İslâmın kurbanı mı demeliyiz ona, yoksa Bush’a sunulmuş bir noel hediyesi mi?
İslâmın kurbanı demek için dilim varmıyor.
O aslında bir defa değil, bin defa ölümü hak etmişti.
Sadece Duceyl için, sadece Enfal için asılmamalıydı.
5 bin kadın ve çocuğun kimyasal gazla nefes alamadan öldüğü Halepçe için de asılmalıydı.
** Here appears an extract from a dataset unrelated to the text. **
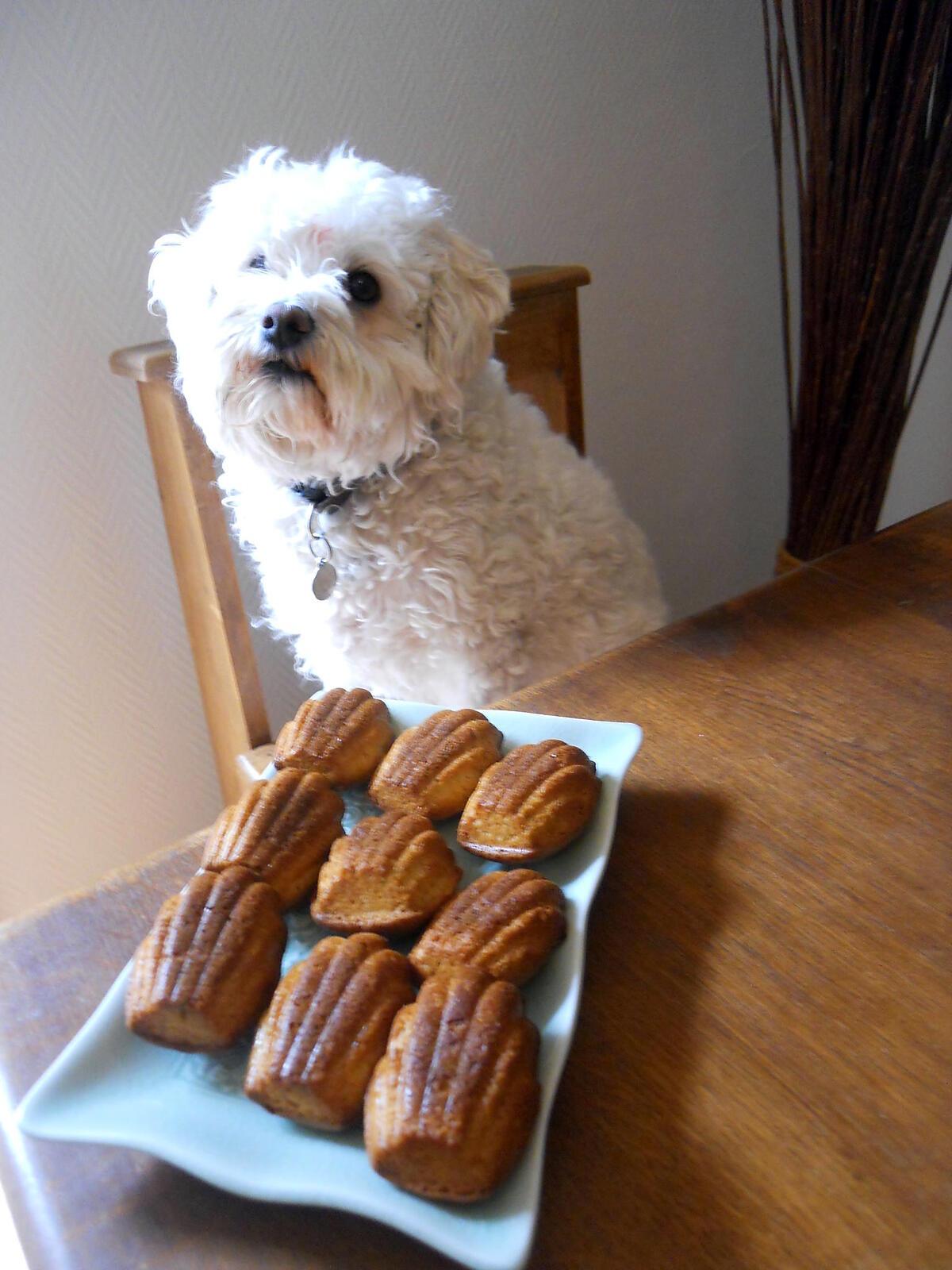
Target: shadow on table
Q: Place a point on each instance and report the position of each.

O aslında Kerkük’te, Altınköprü’de, Yanık Topraklar’da yaptığı katliamlardan dolayı bin defa ölümü hak etmiş bir diktatördü.
Ama işgalci güç ABD asmamalıydı onu. İşgal mahkemelerinde değil, bağımsız insan hakları mahkemelerinde yargılanıp, bir defa değil, bin defa ölüm cezasına çarptırılmalıydı.
Ama öyle olmadı.
Belki sevinmeliydim Saddam gibi bir diktatör ortadan kaldırıldı diye.
24 yıl boyunca ülkesinin zalimce yönetmiş bir diktatördü o.
Ama sevinemedim.
Saddam’ın idamına üzülür mü insan?
Üzüldüm işte.
Üzüldüğüm Saddam değildi, aslında.
İşgalci ABD’nin idam etmesiydi onu.
Petrol cenneti olan ülkesini, kendi insanları için yaşanması imkânsız cehenneme çevirirken, çeyrek asırda çağ atlatabileceği ülkesini işgal altında bırakıp, kendi bir çukurdan çıkarılıp, sonu idam sehpası oldu.
Aslında o çukurun içindeki Saddam değildi sadece.
Koskoca bir Irak’ı attı da gitti o çukurun içine.
Halkına acıdan başka bir şey vermemiş olan Saddam’ın ortadan kaldırılmasına sevinemediysek, gelenlerin ondan daha zalim ve hain olmalarıydı.
Bir zalimi öteki zalim ortadan kaldırırken, Müslümanların mukaddes bayram sabahında bir noel hediyesi olarak asılmasıydı asıl ağırımıza giden.
Arap dünyası bir gün önce girdi Kurban Bayramına.
Saddam’ın idamı da tam o güne denk getirildi.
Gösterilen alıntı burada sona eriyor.